Our company is at an inflection point, as our customers' behavior istransformed by digital, social, location-based and mobile tech. We start by asking what our customers need, and then ask how to help our employees meet those needs.
That's why engaging the hearts and minds of our people and developing the next generation of leaders have become top priorities in the CIO organization. It allows us to fulfill our team's mission, which is to deliver innovative thought leadership and breakthrough results for our customers, shareholders and employees.
I've consistently found that the number-one asset at any company is people. If you can enable employees to connect to the company's purpose in a deeply personal way, you will start to capture the heart of the employee. And if you give them time to be innovative about what they do, you will also start to engage the employee's mind.

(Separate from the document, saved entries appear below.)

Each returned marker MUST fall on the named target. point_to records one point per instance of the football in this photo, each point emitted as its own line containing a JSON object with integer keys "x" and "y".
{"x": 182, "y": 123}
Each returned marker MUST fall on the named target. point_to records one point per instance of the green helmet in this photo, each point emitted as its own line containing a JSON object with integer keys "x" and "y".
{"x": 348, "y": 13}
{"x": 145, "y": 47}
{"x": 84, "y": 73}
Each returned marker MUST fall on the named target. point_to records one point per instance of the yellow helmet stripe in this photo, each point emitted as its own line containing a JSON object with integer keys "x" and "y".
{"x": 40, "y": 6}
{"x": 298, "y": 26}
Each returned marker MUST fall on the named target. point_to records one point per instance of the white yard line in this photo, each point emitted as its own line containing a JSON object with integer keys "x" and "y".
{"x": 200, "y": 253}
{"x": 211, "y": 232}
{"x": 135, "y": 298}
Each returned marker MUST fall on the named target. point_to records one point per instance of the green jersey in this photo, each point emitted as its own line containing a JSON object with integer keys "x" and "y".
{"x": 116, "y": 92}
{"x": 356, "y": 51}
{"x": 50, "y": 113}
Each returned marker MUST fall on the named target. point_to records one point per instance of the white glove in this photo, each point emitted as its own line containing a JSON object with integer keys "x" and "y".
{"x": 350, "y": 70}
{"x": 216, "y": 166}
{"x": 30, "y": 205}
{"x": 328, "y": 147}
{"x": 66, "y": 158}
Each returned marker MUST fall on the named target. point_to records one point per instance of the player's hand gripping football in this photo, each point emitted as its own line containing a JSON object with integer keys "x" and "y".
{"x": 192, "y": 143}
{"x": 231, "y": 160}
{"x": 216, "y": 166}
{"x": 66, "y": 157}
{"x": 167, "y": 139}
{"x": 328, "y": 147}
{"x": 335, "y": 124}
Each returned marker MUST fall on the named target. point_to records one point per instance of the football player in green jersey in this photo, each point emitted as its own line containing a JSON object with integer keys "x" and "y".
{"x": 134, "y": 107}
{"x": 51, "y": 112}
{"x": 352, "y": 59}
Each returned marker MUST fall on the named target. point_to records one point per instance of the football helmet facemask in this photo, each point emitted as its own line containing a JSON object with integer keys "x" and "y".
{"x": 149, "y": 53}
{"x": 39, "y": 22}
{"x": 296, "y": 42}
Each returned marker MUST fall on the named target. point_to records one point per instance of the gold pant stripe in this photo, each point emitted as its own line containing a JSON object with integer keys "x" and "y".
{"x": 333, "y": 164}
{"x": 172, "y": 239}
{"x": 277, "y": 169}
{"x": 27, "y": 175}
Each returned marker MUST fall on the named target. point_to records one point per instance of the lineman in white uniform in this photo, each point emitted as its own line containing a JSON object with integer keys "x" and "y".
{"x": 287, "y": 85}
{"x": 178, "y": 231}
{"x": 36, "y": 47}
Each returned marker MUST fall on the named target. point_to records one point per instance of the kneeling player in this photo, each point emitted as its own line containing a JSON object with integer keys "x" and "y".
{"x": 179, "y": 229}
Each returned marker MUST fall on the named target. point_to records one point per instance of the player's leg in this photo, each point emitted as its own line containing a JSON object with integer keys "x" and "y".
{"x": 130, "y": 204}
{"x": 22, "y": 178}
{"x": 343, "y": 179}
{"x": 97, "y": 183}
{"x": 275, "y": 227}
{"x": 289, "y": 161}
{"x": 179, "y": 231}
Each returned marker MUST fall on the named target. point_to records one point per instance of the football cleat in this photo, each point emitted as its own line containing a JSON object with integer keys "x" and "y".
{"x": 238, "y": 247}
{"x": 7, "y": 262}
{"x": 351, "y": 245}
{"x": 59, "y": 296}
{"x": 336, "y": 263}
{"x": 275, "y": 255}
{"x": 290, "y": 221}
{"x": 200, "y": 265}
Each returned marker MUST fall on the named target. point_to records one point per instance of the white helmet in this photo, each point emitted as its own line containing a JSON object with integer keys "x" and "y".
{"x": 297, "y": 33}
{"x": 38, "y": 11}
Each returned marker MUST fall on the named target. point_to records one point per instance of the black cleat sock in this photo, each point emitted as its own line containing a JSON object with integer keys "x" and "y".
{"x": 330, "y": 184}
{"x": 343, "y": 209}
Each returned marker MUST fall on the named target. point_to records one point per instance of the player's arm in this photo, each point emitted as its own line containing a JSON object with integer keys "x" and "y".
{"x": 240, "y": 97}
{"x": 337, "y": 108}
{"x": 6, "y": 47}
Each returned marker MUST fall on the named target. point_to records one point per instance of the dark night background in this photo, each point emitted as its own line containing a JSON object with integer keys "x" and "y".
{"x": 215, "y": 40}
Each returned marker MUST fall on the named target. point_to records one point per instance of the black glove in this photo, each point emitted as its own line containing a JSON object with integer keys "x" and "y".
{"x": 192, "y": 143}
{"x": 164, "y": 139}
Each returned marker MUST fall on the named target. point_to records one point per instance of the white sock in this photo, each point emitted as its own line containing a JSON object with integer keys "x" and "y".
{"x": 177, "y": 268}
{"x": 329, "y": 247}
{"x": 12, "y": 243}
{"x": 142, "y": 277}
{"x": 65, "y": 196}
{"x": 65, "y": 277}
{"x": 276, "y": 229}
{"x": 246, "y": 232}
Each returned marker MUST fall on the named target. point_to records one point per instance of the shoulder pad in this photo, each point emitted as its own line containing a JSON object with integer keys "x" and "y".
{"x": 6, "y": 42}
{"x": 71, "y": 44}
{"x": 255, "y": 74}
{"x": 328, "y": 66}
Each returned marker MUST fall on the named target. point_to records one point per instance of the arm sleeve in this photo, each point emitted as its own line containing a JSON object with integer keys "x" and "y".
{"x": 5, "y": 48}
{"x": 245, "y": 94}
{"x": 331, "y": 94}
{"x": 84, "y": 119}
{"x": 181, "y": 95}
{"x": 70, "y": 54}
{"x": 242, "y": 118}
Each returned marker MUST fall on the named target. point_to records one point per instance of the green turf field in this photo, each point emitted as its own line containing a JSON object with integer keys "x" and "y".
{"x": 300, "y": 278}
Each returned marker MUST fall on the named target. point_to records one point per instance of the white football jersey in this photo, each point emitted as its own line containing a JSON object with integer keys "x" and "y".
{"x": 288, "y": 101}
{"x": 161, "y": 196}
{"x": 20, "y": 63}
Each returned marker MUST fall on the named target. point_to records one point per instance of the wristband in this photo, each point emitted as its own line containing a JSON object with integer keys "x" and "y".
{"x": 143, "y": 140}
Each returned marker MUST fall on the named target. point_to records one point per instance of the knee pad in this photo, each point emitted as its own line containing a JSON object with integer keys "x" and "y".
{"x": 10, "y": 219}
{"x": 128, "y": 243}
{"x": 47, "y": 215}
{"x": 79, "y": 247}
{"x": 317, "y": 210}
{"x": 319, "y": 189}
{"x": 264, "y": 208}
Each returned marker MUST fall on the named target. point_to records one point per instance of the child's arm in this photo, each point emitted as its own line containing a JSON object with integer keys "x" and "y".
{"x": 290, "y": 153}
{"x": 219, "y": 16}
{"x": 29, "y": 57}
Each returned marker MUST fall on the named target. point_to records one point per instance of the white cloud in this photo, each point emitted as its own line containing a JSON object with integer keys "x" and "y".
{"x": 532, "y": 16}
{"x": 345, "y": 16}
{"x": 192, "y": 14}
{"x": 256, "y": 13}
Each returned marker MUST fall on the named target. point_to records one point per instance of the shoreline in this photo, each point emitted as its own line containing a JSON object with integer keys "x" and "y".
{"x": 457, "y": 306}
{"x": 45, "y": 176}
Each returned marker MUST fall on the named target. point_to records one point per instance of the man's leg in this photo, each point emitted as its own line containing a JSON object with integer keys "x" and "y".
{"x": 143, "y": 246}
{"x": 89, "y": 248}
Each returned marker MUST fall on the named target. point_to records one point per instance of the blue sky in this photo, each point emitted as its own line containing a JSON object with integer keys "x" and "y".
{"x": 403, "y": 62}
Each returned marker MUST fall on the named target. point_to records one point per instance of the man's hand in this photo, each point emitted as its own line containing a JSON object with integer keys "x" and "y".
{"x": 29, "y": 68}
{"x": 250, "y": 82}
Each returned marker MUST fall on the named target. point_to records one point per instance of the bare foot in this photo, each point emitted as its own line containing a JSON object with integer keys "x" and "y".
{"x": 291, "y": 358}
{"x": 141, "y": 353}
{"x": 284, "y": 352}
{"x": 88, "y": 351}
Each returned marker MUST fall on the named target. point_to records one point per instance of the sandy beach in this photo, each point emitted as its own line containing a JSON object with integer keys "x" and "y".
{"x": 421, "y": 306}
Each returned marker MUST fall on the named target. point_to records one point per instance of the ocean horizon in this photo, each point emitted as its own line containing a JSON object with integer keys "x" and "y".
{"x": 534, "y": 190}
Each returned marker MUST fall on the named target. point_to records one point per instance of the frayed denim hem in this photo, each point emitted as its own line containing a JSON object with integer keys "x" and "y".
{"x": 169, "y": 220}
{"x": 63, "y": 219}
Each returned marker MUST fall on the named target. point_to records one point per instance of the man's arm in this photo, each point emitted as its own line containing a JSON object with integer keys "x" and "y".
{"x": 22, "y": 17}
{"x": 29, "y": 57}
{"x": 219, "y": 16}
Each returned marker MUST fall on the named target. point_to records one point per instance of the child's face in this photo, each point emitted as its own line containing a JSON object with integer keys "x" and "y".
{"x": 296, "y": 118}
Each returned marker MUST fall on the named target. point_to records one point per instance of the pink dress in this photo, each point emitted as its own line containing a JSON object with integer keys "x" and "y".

We've established one day a month for employees to think, look at the broader horizon and consider problems the company needs to solve. During our hackathons, our engineers are set loose for 30 hours to solve some of these problems. For example, they came up with an innovative lunchtime system, in which people can order from the eBay Cafe using their mobile device, pay through PayPal and receive a text message telling them when to pick up their food. They get the food at a designated counter, where an iPad displays their photo and payment confirmation.
I also meet with each of my managers, regardless of level, at least once a month. And I encourage my teams to connect with each other as human beings. Then when they collaborate on initiatives, the trust level is high and the barriers to productivity and innovation are low.
A passion of mine is developing the next generation of women leaders for this company. Statistically, companies with women on their boards of directors tend to perform better. That's the power of leadership diversity.
We have held events for women in our organization, including one with speaker Sandra Joseph, the longest-running leading lady on Broadway's longest-running show, The Phantom of the Opera. It was one of the most emotionally powerful days that the women said they had this year, and it's changed me as a leader.
I've learned that many women need to be 90 percent certain about a career opportunity before pursuing it, and even then they'll look for an extra 5 percent validation before they jump. Men will jump when they're just 5 percent ready. My role is to encourage women by expanding their scope of responsibility a little before they think they're ready.
When I started at eBay in 2010, I wrote a three-year business plan for developing the next generation of leaders, and now we're planning our next three-year journey. In our annual employee engagement survey, we've improved by 14 points over the last two years, which is a great achievement considering that a three-point increase is statistically significant.